Rakhma mengatakan saat ini pemerintah pun belum memiliki mekanisme yang tepat untuk menyelesaikan konflik agraria berdasarkan hak-hak masyarakat yang menjadi korban. Pemerintah juga mau mencabut atau membatalkan izin-izin konsesi bermasalah yang sudah diberikan kepada pengusaha.
Karena itu, pada masa pemerintahan ke depan, YLBHI memberikan lima rekomendasi untuk Jokowi. Pertama, membatalkan RUU Pertanahan dan membuat rencana penyusunan kembali aturan dengan melibatkan masyarakat sipil, petani, masyarakat adat, perempuan, dan akademikus. Kedua, membatalkan RUU Sistem Budidaya Lahan Pertanian Berkelanjutan yang diduga merampas hak-hak petani untuk berinovasi.
Ketiga, YLBHI meminta pemerintah menghentikan kriminalisasi para petani, masyarakat adat, dan para aktivis agraria. “Kami juga meminta pemerintah mengeluarkan mereka yang saat ini sedang dipenjara karena memperjuangkan hak-haknya atas tanah,” tuturnya.

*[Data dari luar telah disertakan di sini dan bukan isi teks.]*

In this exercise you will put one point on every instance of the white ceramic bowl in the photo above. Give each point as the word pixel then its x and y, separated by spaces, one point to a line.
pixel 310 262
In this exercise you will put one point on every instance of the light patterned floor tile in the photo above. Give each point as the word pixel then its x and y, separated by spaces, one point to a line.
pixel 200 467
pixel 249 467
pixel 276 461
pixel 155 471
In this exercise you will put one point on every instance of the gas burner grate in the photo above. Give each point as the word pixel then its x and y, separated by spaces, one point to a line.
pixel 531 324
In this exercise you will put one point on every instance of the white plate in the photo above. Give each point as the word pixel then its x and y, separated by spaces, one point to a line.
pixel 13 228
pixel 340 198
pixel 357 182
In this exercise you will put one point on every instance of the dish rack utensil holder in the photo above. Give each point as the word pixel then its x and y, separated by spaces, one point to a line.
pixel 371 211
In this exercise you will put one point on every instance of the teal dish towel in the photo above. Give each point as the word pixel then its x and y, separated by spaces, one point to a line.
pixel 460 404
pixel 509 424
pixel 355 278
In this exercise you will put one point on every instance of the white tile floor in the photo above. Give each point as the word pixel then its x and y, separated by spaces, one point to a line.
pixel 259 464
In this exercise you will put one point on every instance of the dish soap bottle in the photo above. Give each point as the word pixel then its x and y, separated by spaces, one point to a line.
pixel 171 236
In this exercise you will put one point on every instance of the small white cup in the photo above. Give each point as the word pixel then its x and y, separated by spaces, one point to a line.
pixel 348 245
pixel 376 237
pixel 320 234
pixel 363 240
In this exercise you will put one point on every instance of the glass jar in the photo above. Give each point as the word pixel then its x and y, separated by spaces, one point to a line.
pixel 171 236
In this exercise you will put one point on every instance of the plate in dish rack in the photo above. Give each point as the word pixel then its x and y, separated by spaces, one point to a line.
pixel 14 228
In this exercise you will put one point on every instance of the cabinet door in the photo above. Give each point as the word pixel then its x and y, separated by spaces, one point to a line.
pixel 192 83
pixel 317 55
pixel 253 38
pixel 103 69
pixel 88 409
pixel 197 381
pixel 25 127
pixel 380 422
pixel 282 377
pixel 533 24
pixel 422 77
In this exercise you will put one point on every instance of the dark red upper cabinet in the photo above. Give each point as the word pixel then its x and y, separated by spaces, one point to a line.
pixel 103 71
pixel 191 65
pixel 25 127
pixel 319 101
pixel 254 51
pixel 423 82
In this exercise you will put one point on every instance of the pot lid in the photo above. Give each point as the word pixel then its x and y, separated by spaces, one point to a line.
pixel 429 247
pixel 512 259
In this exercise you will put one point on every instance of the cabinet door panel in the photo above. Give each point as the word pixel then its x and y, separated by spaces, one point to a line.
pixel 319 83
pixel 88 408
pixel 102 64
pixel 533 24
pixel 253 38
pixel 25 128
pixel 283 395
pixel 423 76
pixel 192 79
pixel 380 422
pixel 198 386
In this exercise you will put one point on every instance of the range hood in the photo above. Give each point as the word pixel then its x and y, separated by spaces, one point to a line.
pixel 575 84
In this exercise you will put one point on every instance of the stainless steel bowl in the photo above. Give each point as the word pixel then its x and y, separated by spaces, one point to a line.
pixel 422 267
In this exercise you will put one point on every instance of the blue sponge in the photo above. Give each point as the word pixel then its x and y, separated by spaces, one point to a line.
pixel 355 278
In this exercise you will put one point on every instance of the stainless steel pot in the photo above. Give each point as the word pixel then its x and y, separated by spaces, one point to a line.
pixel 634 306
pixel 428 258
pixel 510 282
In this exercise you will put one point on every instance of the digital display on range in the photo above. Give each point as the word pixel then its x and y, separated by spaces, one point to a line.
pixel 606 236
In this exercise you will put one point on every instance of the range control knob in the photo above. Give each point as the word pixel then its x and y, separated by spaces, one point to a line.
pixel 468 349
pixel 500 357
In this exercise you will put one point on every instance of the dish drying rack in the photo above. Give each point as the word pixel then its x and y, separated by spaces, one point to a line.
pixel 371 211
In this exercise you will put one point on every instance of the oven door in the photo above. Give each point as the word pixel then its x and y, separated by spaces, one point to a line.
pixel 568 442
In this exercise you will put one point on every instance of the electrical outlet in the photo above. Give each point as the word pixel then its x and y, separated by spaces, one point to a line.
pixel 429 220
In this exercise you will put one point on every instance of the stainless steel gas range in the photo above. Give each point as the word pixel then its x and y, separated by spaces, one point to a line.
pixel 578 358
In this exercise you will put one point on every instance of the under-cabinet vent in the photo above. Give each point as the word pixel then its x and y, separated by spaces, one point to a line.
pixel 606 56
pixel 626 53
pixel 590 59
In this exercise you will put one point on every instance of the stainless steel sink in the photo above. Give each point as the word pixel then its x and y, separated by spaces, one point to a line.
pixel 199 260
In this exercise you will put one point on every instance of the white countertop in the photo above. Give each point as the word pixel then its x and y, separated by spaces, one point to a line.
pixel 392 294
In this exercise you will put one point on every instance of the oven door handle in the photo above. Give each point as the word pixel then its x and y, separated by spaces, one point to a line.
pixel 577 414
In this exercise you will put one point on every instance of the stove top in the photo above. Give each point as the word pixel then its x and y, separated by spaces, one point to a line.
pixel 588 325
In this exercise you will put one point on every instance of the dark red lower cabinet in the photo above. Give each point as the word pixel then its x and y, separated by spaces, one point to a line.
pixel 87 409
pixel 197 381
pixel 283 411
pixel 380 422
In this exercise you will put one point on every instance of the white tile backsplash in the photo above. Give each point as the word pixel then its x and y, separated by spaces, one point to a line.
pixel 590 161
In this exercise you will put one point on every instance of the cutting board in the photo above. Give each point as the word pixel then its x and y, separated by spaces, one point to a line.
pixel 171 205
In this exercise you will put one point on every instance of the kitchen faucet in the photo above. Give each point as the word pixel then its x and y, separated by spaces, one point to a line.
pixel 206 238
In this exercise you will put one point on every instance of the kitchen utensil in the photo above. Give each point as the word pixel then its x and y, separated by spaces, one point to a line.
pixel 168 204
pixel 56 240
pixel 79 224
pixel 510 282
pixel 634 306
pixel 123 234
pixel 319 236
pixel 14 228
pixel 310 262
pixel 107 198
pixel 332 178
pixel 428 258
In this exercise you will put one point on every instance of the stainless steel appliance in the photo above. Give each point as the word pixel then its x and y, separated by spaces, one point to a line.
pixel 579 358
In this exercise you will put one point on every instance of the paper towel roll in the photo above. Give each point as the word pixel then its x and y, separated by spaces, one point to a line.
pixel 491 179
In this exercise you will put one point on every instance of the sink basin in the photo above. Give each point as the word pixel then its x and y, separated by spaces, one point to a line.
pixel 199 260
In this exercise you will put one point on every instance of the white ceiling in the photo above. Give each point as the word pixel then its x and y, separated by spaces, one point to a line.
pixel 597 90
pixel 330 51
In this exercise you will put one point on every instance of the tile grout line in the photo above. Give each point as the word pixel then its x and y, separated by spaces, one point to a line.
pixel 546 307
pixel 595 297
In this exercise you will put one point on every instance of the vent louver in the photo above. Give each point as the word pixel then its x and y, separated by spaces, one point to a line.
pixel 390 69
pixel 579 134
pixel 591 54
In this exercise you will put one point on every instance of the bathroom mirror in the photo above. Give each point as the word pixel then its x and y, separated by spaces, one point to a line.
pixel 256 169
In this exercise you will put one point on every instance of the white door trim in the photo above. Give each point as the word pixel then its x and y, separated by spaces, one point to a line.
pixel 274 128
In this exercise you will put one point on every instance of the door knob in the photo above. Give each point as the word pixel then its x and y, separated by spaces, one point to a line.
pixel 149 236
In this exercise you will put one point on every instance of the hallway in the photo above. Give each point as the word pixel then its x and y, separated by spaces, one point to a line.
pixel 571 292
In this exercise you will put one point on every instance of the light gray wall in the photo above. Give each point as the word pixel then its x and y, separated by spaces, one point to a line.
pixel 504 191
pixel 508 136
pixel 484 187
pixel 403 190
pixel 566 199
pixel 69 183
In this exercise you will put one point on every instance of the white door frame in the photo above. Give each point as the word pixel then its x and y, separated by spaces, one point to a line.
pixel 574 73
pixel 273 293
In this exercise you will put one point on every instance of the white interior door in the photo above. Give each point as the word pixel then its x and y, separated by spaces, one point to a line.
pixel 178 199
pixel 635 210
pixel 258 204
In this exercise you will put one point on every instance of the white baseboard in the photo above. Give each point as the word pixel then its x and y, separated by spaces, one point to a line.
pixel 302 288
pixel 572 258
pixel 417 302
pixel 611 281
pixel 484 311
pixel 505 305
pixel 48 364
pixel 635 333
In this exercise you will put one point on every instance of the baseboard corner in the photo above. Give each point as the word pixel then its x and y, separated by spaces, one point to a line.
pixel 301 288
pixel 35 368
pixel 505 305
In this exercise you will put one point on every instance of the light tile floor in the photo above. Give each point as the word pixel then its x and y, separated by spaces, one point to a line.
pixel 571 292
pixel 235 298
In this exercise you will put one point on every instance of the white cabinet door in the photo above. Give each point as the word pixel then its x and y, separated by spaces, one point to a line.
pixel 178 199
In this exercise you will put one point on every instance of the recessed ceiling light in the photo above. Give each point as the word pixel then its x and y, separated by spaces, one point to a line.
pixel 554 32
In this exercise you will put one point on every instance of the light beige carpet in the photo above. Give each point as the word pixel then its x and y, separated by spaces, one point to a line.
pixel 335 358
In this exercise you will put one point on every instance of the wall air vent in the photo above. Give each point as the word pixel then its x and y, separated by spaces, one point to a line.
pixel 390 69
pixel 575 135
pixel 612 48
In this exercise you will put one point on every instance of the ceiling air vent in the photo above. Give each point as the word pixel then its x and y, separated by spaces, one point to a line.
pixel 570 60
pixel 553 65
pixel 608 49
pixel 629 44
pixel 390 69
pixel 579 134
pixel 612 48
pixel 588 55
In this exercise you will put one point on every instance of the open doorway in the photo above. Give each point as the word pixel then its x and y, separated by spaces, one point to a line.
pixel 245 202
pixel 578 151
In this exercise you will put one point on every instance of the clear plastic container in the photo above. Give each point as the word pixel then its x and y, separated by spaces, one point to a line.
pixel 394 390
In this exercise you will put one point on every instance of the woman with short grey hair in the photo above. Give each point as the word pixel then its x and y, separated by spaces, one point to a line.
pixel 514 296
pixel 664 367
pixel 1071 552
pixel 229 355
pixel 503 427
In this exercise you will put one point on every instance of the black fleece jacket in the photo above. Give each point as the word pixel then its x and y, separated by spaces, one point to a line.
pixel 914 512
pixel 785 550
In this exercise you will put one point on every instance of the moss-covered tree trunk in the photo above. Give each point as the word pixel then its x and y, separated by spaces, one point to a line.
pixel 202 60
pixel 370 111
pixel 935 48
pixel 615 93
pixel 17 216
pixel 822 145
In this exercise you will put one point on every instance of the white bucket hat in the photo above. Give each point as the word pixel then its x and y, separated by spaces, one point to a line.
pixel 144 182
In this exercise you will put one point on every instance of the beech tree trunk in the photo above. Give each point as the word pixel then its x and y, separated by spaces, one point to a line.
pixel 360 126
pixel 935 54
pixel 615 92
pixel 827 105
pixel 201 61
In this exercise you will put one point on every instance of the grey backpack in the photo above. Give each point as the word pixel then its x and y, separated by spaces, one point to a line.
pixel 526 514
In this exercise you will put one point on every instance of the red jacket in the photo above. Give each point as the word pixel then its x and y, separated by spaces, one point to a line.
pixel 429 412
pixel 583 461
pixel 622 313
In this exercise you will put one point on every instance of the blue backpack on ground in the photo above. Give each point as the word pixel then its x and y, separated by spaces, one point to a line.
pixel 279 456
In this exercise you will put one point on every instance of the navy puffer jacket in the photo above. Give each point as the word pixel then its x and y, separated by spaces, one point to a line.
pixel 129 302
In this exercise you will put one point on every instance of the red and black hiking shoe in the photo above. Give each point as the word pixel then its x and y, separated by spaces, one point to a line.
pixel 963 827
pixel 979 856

Keempat, YLBHI meminta pemerintah meninjau ulang pelibatan militer dan kepolisian dalam konflik agraria serta segera mengambil langkah yang tepat untuk menyelesaikannya. Kelima, Rakhma mengatakan pemerintah mesti segera memikirkan cara mengembalikan lahan-lahan masyarakat adat yang diambil oleh perusahaan swasta maupun pemerintah.